To brzmi niewiarygodnie, ale pierwszy holenderski trener, jaki prowadził Ajax (nie licząc okresu wojny), pojawił się dopiero w roku 1965, a więc w 65. roku istnienia klubu! Był to Rinus Michels, gwiazda piłkarska, który stał się legendą trenerską. Michels zrewolucjonizował grę Ajaksu (a z czasem i reprezentacji Holandii). Dotychczasowe rewolucje, które zapisały się w historii futbolu, wiązały się przede wszystkim z rozstawieniem zawodników na boisku. Stąd te wszystkie 2-3-5, 3-2-5, 4-2-4, 4-3-3. Drużyny prowadzone przez Michelsa też oczywiście składały się z obrońców, pomocników i napastników, ale kiedy rozpoczynał się mecz, te podziały przestawały mieć znaczenie. Było w tym coś więcej niż stara maksyma: „Jeśli mamy piłkę – wszyscy jesteśmy napastnikami, kiedy ma ją przeciwnik – stajemy się obrońcami". Michels rozwinął tę zasadę, nadając jej kształt taktyki.

Holender uważał, że najlepszym ustawieniem jest 4-3-3, bo pozwala na szybką reakcję w każdym miejscu boiska. Jego Ajax z przełomu lat 60. i 70. jest pierwszą wielką drużyną, w której nie można jednoznacznie przypisać niektórych zawodników do pozycji. Z wyjątkiem obrońców, którzy zresztą też włączali się do ataku, pozostali poruszali się po całym boisku, utrudniając przeciwnikowi grę.

Chaos był zresztą pozorny, bo dziesięciu piłkarzy wyglądających na luzaków nagle przeobrażało się w jeden zabójczy organizm. Ajax (Feyenoord i reprezentacja Holandii też) potrafił sprowokować przeciwnika do ataku, zaprosić go na swoją połowę, by nagle, dwoma krokami  obrońców do przodu złapać go na spalonym i jednym podaniem rozpocząć akcję odwetową. Mało kto był na to przygotowany, bo zwykle rozochocony przeciwnik nie zdążał wrócić pod swoją bramkę. W dodatku Holendrzy byli w ciągłym ruchu, stosowali pressing, a tego nikt nie lubi.

Ten rodzaj gry nazwano futbolem totalnym.

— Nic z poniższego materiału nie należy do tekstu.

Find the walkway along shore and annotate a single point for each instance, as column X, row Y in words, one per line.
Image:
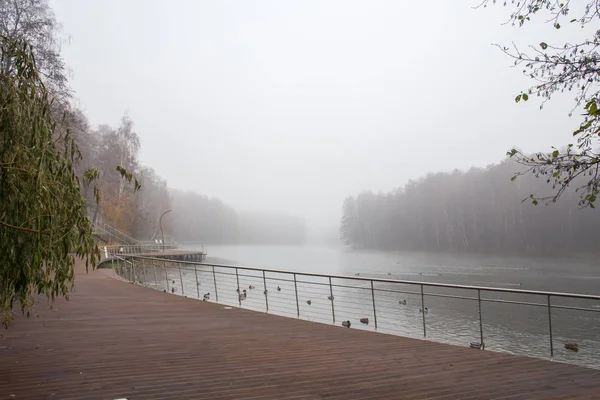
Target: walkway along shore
column 118, row 340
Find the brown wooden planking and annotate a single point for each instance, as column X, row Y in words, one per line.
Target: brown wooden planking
column 114, row 339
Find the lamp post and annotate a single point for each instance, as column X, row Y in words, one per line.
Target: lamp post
column 161, row 232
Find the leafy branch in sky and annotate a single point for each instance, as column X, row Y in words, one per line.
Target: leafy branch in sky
column 558, row 68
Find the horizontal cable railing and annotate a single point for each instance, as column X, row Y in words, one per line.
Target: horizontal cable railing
column 130, row 249
column 510, row 320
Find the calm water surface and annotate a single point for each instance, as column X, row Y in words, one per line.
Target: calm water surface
column 509, row 328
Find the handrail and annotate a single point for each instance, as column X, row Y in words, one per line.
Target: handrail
column 231, row 276
column 396, row 281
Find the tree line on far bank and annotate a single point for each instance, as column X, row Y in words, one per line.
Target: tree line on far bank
column 480, row 210
column 200, row 219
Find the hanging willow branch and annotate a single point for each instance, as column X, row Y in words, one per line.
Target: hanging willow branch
column 43, row 216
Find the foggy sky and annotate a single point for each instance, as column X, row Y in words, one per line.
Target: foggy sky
column 293, row 105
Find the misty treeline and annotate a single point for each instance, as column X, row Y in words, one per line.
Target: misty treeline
column 481, row 210
column 200, row 219
column 104, row 149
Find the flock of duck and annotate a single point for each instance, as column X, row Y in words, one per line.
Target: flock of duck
column 243, row 294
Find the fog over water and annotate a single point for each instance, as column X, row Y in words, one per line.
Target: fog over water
column 291, row 106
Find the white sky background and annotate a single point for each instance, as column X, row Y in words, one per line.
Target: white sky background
column 291, row 106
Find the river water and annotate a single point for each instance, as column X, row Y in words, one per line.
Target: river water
column 512, row 328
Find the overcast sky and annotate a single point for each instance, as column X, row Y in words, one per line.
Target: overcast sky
column 293, row 105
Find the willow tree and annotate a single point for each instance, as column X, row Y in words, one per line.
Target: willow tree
column 43, row 216
column 556, row 67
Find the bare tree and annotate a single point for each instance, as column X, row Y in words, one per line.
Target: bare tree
column 34, row 22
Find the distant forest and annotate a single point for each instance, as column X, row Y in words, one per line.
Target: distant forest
column 480, row 210
column 200, row 219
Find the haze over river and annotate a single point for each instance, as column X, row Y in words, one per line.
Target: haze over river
column 519, row 329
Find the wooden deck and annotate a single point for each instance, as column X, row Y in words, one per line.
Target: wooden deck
column 116, row 340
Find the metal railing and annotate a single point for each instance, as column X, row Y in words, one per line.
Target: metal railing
column 111, row 250
column 385, row 300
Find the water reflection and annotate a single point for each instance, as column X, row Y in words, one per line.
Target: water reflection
column 397, row 309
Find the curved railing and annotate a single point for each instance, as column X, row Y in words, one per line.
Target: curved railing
column 509, row 320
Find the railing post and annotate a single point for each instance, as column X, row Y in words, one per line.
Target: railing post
column 550, row 329
column 480, row 320
column 155, row 280
column 180, row 278
column 373, row 297
column 166, row 275
column 237, row 278
column 197, row 283
column 331, row 294
column 215, row 281
column 296, row 289
column 423, row 311
column 144, row 268
column 265, row 285
column 131, row 270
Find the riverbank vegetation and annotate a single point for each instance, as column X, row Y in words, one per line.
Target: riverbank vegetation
column 480, row 210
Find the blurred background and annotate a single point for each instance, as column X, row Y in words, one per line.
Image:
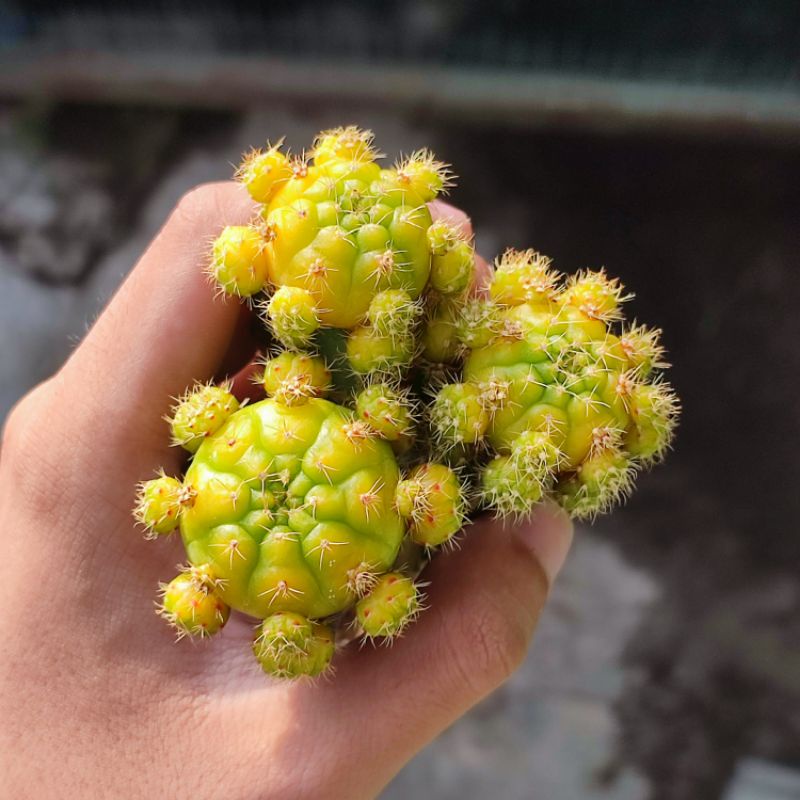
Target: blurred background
column 661, row 140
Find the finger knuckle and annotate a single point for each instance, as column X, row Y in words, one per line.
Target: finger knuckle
column 487, row 646
column 194, row 204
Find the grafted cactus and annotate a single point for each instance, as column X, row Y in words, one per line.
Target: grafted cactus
column 310, row 510
column 291, row 512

Rinus Michels, którego pamięta się jako starszego, dostojnie poruszającego się „Generała", w roku rozpoczęcia pracy z Ajaksem miał 37 lat, mnóstwo pomysłów, zapału i ambicji. Reynolds nauczył go zajęć z piłką i dyscypliny, a Michels tego samego uczył swoich piłkarzy. Na szczęście Reynolds nie był typowym absolwentem angielskiej szkoły, Ajax uniknął więc gry według wyspiarskich schematów.

Hipisi na boisku

Michels trafił na wyjątkowo zdolnych zawodników, z którymi przyjemnie było pracować, ale których trzeba było okiełznać. Amsterdam nie jest miastem, w którym chodzi się wcześnie spać. Jest tam gdzie zjeść, wypić i zapalić. Wielki Ajax dojrzewał w czasach fascynacji ruchem hipisowskim. Piłkarze buntowali się przeciw schematom na boisku. Kiedy wychodzili na nie, zbuntowani, wyzwoleni, z włosami do ramion, byli istotami z innego świata. Do tej pory piłkarz tak nie wyglądał. A oni nie dość, że szokowali wyglądem, to jeszcze wygrywali z każdym. Świat się w nich zakochał.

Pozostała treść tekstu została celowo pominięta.